Fig. 10. Comparison of computing cost, detection speed, and disk consumption of the YOLOv4-Tiny with previous versions
4.6 Comparison of Performance with Other Object Detection Models
This section compares the results of this work from some studies that performed brain tumor detection from MRIs. However, this work does not entirely provide a direct comparison due to variations in methods. The primary purpose is to present how the proposed method improved brain tumor detection status in object detection. It is worth to mention that only a handful of studies exist that have used bounding boxes to detect brain tumors in MRIs. Classification and segmentation methods are the usual studies conducted. However, object detection already had plenty of results in other medical fields, indicating its effectiveness [27,30]. Object detection can present a new perspective to other researchers into diving more profoundly with object detection for brain tumor detection in MRIs through this work.
Table 8 presents a few of the only studies that employed object detection methods with bounding boxes to locate brain tumors in MRIs. In comparison, this work attained the highest mAP of 93.14% with the YOLOv4-Tiny model while the rest acquired a lesser rate. These results show that the YOLOv4-Tiny in this work surpassed the other existing brain tumor detection methods.
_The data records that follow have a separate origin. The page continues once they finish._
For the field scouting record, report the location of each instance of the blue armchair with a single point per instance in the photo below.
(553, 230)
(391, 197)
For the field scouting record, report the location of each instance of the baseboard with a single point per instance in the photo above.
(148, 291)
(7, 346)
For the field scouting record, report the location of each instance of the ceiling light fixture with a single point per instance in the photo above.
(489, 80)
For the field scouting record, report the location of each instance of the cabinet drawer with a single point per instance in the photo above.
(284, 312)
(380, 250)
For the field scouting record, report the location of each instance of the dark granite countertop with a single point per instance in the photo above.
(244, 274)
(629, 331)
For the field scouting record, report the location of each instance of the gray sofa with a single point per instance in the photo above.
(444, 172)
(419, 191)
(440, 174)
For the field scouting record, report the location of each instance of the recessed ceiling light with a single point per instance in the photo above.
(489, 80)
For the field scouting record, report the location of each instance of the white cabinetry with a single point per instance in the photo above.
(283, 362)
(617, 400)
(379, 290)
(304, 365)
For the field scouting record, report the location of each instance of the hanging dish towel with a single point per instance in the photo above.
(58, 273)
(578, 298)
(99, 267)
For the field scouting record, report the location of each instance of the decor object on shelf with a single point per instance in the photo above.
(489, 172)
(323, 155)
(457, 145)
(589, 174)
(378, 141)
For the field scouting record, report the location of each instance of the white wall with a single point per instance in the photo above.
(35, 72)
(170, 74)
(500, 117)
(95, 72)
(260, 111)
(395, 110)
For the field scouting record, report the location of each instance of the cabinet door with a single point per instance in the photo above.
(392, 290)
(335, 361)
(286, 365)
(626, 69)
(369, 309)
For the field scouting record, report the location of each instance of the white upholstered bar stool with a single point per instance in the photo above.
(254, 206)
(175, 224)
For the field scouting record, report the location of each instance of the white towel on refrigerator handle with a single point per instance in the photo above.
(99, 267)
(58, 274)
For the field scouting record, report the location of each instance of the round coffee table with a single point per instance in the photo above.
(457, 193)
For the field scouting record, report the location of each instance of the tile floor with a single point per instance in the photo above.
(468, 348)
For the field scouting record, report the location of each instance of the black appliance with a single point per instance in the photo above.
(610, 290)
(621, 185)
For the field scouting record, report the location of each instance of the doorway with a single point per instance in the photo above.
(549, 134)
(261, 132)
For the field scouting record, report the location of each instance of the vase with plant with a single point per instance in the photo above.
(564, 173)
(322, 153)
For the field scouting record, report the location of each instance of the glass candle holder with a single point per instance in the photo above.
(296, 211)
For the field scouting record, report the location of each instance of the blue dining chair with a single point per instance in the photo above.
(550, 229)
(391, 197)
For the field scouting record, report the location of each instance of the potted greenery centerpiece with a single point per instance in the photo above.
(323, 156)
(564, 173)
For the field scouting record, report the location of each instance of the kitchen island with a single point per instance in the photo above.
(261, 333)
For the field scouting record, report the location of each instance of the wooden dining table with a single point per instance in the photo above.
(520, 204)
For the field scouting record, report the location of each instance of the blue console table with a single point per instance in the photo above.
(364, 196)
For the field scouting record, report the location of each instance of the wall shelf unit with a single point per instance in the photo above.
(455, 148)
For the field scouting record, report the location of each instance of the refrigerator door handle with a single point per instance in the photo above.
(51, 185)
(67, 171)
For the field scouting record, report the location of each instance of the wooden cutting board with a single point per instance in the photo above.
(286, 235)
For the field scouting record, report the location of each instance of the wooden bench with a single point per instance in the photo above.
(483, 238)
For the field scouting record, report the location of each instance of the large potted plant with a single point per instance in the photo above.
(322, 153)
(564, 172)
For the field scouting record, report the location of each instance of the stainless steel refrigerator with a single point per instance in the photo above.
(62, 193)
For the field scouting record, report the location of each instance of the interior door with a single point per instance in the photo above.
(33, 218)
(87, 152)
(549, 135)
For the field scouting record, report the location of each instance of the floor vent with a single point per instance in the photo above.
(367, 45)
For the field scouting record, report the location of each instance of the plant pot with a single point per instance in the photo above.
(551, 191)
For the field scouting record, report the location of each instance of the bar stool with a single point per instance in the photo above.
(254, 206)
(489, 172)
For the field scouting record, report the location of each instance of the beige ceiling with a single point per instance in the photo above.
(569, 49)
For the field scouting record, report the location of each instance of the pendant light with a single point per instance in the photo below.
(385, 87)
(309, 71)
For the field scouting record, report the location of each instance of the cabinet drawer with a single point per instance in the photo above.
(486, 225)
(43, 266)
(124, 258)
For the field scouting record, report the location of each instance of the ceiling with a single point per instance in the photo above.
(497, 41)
Table 8. Comparison with existing object detection approach for brain tumors from MRIs
5. Conclusions
This work presented the efficiency of employing transfer learning and fine-tuning on a recent YOLOv4-Tiny model to perform the detection of glioma, meningioma, and pituitary brain tumors in MRIs. The dataset used had 3064 T1-weighted CE-MRIs containing several axial, coronal, and sagittal views for each given class. Several data pre-processing methods included the min-max normalization of pixel contrast, file conversion, and generation of training labels for the tumor coordinates. The 29-layer YOLOv4-Tiny served as a backbone to extract a robust set of features to enable the detector to learn valuable patterns. The model also used the prelearned weights from COCO through transfer learning and the newly initialized feature sets generated by the extractor from the MRI dataset. With the fine-tuned network, the model trained end-to-end optimally without issues. Both mentioned techniques provided additional leverage for a quick and robust training process. Upon evaluation, the compact YOLOv4-Tiny with a 416x416 input dimension precisely detected the distinct brain tumors with a 93.14% mAP set at a 0.5 threshold. With such performance yielded in this work, the YOLOv4-Tiny (416x416) only consumed a 22.989MB of disk space with 6.79GFLOPS and a 3s detection speed.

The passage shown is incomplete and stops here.